# Bullet fragments in ground venison



## Hatchie Dawg (Mar 22, 2003)

After reading about the lead fragments found in some ground venison in North Dakota, I had about a dozen packages of my ground venison and venison sausage x-rayed at work. The last two years I have switched my family almost completely over to venison. I have two young daughters and I had to know.

Four of the packages had what the tech described as very dense fragments in them. We did not take the packages apart to see what they were, but he said they looked like metal to him. It was too dense for bone, and he added that it was very small pieces whatever it was. There were multiple pieces however.

That was not what I wanted to hear. If my wife found out, it would be the end of the ground venison. I am going to remove the contaminated packages from our store and switch to copper bullets in the fall.

I have used a local processor the past two years that does a very good job but I may buy a grinder and do my own in the future.

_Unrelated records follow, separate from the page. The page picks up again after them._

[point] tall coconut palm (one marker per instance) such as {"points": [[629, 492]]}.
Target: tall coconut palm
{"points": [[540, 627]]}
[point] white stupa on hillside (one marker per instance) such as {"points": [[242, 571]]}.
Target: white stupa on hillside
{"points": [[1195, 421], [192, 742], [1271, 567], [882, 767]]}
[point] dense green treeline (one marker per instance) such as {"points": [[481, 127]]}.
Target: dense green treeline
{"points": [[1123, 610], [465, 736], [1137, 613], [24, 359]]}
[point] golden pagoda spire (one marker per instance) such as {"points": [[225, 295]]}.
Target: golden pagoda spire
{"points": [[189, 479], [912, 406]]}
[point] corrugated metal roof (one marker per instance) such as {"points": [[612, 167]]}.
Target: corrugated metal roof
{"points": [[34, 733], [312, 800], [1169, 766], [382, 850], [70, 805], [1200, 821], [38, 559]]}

Just thought I would let ya'll know what I found. It is something to think about especially if you have kids. For myself, I just can't take the chance.


----------



## blhunter3 (May 5, 2007)

Well, I am going to keep using lead. Our forfathers where fine with all that lead so I think I will be just fine.


----------



## Ron Gilmore (Jan 7, 2003)

Couple of things in your post that got my attention. First you had the deer processed. I worked one fall in a locker plant cutting deer. I have never taken an animal in since. While most trim OK, speed is what is needed and also some processors see that meat as wasted profit since most times ground meat goes into things like pressed jerky and sausage. The customer pays for the amount of finished product if you get my drift.

I would have liked to had my sausage and ground deer checked to see if any fragments showed up. I bet mine would have come out free and clear.

By the way the hatch on coots looks good for you guys this fall!!!!!


----------



## Plainsman (Jul 30, 2003)

I totally agree Ron. The only meat I will take in for sausage or pepper sticks is the meat I have trimmed myself. Otherwise your going to be eating the same things you get in wieners, lips to bung.


----------